Ein „Strecken-Radar“ kann an ausgewählten gezielten Unfallhäufungsstrecken, den sogenannten „Todesstrecken“, und an Strecken, von denen sehr viel Lärm ausgeht, durchaus sinnvoll sein.
Jeder kennt Überlandstraßen, an denen Kreuze aufgereiht sind, die an Unfallopfer erinnern. Ebenso kennt man Strecken, von denen aufgrund von überhöhter Geschwindigkeit erheblicher Lärm ausgeht.
Fest installierte Blitzer, sogenannte „Starenkästen“ machen an Todesstrecken keinen Sinn, auch nicht an Strecken, von denen viel Lärm ausgeht.
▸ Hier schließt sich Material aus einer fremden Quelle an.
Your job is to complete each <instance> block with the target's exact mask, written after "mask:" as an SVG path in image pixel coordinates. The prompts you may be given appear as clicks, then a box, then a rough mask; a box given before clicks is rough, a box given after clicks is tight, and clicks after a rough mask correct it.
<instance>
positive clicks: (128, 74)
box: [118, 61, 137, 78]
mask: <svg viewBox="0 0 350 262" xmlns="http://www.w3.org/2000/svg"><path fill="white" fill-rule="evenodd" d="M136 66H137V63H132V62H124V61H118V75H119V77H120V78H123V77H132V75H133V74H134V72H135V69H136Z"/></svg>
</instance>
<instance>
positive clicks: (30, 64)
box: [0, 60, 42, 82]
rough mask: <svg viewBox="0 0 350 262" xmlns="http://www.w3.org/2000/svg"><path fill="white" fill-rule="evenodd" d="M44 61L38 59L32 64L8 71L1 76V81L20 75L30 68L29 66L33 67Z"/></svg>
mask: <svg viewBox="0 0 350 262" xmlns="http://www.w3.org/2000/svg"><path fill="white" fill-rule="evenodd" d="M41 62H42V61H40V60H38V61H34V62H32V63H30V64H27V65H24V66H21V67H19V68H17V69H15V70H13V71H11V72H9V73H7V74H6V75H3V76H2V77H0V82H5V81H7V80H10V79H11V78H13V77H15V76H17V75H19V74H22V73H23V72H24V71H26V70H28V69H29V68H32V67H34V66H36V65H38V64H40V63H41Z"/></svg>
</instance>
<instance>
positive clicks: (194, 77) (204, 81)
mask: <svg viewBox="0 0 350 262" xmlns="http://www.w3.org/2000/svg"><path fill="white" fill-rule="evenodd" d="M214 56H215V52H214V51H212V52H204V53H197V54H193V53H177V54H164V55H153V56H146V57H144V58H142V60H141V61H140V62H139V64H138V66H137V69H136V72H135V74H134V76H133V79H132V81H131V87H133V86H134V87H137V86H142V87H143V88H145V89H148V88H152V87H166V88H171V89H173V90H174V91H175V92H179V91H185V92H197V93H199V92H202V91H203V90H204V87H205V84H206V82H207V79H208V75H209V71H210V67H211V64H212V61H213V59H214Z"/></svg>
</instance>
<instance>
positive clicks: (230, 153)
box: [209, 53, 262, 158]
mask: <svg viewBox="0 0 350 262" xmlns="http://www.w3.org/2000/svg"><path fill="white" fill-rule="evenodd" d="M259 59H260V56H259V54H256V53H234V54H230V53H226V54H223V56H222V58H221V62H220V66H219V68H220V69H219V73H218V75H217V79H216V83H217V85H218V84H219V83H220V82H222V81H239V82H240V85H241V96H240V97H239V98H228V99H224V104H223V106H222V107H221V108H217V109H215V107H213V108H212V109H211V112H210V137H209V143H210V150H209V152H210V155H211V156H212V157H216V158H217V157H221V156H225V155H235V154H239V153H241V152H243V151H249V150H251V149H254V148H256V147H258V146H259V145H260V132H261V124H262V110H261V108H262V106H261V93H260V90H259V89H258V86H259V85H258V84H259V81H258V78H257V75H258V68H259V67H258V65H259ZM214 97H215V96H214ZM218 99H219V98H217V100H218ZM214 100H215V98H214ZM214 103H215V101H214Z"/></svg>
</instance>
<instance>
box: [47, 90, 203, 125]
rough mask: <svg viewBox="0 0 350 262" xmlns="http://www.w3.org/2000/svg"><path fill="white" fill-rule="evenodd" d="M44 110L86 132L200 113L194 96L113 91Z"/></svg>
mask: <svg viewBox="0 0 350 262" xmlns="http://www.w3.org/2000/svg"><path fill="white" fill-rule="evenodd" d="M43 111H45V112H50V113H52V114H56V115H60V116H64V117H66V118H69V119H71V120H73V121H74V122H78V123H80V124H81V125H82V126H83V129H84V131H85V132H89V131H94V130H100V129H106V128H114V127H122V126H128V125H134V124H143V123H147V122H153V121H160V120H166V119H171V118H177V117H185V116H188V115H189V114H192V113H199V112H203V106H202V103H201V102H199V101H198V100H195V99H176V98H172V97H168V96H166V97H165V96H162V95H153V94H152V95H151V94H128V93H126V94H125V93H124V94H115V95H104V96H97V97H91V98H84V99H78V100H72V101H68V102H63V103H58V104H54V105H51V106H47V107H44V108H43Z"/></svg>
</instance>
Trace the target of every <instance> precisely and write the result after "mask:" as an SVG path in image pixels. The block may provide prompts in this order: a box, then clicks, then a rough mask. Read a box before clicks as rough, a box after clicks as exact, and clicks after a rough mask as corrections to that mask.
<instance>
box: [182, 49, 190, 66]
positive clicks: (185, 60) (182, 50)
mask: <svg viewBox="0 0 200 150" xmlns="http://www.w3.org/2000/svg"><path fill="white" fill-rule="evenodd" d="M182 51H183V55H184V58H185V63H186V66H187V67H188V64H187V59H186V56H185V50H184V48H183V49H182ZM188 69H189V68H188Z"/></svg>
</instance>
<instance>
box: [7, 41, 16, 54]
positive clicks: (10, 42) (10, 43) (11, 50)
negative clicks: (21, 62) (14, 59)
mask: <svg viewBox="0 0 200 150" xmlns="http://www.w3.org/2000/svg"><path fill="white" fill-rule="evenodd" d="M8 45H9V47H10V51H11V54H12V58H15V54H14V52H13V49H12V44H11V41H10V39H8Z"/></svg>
Viele Autofahrer treten wieder auf das Gaspedal, sobald sie den „Starenkasten“ im Rückspiegel sehen. Darüber hinaus kann der „Strecken-Radar“ entlang von Gehwegen zu Schulen und Kindergärten Sinn machen.
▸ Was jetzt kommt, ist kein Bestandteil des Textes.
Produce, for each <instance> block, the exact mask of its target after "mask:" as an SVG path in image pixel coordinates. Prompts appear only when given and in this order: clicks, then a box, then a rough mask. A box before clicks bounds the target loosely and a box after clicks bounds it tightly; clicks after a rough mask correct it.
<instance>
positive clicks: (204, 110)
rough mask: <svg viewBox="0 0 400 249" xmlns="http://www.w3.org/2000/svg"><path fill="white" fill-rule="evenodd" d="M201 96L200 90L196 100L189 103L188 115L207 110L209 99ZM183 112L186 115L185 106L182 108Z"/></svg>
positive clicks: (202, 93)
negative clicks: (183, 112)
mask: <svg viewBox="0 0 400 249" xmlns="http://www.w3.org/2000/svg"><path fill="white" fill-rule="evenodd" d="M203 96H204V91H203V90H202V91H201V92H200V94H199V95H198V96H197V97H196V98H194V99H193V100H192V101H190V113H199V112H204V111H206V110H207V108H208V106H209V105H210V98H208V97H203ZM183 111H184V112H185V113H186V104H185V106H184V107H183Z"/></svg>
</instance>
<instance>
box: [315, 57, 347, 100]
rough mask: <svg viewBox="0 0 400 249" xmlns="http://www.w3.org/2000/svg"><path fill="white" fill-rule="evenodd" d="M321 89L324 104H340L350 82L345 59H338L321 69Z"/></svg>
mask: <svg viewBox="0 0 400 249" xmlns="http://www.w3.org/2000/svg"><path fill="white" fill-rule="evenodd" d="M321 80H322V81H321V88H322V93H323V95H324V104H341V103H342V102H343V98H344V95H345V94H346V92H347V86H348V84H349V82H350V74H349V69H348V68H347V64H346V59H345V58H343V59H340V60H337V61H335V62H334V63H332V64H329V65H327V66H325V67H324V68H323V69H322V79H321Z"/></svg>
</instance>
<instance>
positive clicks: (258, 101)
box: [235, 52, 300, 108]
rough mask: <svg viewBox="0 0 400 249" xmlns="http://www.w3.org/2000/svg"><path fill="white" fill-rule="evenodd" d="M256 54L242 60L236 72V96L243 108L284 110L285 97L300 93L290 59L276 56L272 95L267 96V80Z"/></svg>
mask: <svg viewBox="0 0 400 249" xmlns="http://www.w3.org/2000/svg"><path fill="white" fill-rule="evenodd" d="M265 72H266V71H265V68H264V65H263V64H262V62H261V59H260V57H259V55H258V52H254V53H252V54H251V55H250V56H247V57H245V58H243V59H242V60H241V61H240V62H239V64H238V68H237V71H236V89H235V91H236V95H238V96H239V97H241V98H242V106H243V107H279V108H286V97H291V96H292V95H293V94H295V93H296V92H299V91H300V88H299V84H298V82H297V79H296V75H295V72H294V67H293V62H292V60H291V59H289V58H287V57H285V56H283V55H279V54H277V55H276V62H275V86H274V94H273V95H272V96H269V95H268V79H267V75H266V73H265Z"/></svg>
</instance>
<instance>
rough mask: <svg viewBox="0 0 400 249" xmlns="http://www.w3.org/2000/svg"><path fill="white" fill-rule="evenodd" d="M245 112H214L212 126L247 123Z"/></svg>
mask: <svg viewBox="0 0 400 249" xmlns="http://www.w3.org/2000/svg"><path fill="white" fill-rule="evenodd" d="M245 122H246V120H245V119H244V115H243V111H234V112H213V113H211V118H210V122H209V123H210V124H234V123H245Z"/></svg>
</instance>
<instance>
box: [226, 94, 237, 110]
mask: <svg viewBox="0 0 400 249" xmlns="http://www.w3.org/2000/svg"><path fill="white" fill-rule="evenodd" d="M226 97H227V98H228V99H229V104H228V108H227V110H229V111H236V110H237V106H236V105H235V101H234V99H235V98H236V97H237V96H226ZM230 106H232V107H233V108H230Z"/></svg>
Die Auswahl der Messstelle hat sich jedoch allein an den Bedürfnissen der Verkehrssicherheit, nicht aber an wirtschaftlichen Interessen auszurichten. Keinesfalls darf der „Strecken-Radar“ missbraucht werden, um klammen Kommunen oder dem Land die Kassen zu füllen.
Ein flächendeckendes Section Control lehnt die CDU-Landtagsfraktion jedoch ab.

Die strengen Vorgaben des deutschen Datenschutzes würden im Rahmen des Section Control eingehalten werden. Dies zeigt sich auch im laufenden Pilotprojekt in Niedersachsen.

Es bleibt abzuwarten, wie sich Landes- und Bezirksregierung positionieren und ob Section Control auch in Nordrhein-Westfalen im Sinne von mehr Lärmschutz und Verkehrssicherheit Anwendung finden wird.